Rozmowa ta ma być dowodem, że morale Rosjan jest niskie, a jeden z żołnierzy opowiada, że wielu jego kolegów z oddziału po odesłaniu na tyły, żeby się przegrupować, odmówiło udziału w dalszych walkach.
– Wycofali nas 22-go i nasza jednostka nie wróciła do Ukrainy. Odmówiliśmy, rozumiesz? – słyszymy w wypowiedzi pierwszego z żołnierzy.
Drugi, który cały czas stacjonuje pod Iziumem przytakuje przedmówcy i deklaruje, że zrobi to samo przy najbliższej okazji.
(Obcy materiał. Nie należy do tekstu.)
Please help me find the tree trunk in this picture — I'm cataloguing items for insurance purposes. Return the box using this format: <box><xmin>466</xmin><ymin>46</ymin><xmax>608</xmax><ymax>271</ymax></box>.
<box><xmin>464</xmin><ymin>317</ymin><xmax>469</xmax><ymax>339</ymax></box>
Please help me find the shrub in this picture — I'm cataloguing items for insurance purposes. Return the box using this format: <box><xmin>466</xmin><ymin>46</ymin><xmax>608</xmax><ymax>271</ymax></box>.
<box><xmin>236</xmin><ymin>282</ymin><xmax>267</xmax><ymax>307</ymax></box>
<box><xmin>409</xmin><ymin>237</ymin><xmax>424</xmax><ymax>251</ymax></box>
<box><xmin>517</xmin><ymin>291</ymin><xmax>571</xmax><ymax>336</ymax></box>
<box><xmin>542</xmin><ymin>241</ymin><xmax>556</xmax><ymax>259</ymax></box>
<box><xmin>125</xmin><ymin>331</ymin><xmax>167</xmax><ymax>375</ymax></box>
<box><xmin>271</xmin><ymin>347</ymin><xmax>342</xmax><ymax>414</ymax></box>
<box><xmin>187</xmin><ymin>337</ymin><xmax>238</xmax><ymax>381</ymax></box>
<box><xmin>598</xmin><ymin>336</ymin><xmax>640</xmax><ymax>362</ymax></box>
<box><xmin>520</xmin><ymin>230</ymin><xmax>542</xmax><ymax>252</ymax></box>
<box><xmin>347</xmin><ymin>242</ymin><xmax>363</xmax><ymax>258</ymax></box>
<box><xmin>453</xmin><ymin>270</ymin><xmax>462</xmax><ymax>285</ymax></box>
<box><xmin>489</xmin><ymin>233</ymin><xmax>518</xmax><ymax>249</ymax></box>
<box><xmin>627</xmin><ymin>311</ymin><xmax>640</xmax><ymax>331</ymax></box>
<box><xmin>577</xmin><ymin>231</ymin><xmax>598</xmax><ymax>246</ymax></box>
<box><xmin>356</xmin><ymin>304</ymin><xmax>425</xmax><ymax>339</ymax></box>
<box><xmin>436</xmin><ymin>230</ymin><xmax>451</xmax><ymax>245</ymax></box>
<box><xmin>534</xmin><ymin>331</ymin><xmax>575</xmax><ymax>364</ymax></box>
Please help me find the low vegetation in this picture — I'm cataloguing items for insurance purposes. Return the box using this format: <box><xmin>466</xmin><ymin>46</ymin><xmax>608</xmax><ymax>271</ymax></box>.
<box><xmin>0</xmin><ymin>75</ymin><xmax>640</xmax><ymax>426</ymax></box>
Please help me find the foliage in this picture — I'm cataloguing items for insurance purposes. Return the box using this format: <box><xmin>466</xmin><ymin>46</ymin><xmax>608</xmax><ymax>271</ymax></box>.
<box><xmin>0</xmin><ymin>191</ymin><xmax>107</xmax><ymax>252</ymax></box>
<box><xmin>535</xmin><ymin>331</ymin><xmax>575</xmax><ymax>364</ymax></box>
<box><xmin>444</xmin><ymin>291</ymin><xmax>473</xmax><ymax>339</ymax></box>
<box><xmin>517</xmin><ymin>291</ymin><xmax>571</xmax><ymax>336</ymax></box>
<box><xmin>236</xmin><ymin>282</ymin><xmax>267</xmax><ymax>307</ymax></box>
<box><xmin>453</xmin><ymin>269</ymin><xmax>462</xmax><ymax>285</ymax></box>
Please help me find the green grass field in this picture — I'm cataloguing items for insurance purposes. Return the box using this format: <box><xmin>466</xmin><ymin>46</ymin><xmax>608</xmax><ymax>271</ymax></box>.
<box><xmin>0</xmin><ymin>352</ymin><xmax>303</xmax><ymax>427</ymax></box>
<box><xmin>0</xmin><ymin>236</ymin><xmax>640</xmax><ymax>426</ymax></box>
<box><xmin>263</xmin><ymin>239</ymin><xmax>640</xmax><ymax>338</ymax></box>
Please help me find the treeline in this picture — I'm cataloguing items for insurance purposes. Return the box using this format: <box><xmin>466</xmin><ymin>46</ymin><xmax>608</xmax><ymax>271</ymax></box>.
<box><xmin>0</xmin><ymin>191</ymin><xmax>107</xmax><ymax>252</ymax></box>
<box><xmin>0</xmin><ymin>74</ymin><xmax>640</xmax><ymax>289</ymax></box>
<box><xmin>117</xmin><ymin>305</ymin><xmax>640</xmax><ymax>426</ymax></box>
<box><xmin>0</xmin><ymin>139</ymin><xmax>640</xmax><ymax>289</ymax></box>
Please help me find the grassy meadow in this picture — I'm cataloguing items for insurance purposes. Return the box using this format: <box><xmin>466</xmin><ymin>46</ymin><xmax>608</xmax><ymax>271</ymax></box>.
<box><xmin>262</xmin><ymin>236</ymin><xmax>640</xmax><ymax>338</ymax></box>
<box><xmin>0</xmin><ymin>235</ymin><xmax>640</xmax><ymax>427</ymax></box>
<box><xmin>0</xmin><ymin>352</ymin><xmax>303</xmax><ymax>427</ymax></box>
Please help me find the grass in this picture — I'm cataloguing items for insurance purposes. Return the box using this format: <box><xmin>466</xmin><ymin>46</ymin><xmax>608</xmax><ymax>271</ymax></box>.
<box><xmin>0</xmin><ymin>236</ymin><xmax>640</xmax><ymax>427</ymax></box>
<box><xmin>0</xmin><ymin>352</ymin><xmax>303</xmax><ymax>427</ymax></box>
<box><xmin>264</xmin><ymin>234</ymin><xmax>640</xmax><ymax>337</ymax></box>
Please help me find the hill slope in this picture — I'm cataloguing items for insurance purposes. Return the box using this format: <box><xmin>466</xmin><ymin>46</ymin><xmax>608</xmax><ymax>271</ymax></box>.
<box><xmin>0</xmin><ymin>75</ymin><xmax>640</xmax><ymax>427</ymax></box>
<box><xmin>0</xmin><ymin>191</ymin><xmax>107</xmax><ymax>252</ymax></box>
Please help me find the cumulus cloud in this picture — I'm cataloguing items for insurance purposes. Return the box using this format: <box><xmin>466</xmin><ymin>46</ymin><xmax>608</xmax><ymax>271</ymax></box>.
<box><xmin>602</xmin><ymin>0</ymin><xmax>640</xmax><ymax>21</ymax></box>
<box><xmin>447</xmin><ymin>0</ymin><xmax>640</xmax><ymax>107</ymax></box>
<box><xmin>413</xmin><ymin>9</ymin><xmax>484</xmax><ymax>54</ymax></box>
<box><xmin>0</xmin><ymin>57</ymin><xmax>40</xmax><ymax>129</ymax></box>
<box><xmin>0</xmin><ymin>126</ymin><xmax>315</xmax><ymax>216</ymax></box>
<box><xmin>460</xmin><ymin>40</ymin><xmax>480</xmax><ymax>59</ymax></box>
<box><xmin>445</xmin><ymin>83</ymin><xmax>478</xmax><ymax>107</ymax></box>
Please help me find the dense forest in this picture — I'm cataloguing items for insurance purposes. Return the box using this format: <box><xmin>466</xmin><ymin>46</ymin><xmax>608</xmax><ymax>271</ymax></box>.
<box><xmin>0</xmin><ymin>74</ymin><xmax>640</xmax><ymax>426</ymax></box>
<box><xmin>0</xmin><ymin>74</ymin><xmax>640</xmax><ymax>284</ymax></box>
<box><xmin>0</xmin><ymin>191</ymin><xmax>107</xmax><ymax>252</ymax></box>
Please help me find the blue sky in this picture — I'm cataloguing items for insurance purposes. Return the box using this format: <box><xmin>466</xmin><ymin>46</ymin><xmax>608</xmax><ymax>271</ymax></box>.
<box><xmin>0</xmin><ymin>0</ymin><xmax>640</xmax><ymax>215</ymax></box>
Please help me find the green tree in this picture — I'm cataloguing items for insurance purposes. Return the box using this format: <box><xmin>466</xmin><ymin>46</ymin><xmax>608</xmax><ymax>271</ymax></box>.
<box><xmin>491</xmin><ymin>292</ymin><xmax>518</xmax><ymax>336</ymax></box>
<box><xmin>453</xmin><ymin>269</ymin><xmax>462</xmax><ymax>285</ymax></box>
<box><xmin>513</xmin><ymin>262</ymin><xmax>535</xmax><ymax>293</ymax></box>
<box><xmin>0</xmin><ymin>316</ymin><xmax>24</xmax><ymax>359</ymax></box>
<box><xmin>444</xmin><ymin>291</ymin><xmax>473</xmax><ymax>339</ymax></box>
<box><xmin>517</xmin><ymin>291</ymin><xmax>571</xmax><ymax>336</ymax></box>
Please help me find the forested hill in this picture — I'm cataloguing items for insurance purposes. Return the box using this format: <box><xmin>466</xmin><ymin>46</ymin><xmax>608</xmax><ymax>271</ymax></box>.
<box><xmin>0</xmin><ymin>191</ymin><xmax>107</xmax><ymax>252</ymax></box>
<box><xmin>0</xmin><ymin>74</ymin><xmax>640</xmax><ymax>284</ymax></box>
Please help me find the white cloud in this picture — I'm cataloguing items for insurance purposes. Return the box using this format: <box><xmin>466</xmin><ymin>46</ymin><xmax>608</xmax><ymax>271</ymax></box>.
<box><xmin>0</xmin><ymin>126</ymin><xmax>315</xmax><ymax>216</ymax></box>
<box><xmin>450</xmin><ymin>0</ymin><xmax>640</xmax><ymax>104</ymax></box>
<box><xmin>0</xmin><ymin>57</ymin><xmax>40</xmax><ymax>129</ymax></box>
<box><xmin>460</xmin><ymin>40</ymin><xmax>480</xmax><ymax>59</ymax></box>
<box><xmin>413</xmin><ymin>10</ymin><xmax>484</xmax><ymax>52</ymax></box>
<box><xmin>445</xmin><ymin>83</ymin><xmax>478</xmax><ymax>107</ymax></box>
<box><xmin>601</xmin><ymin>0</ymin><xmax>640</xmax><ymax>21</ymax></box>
Wspomina też o stratach swojego pułku w Donbasie.
– Mieliśmy 60 czołgów, teraz zostało 10. Pobili nas. Połowa trafiła do niewoli, połowa jest zabita albo ranna. Nie wiem, kiedy nas wycofają. Najpierw mówili, że 24 kwietnia, potem, że 26, a ostatnio wspomnieli o 6 maja – stwierdził rosyjski żołnierz.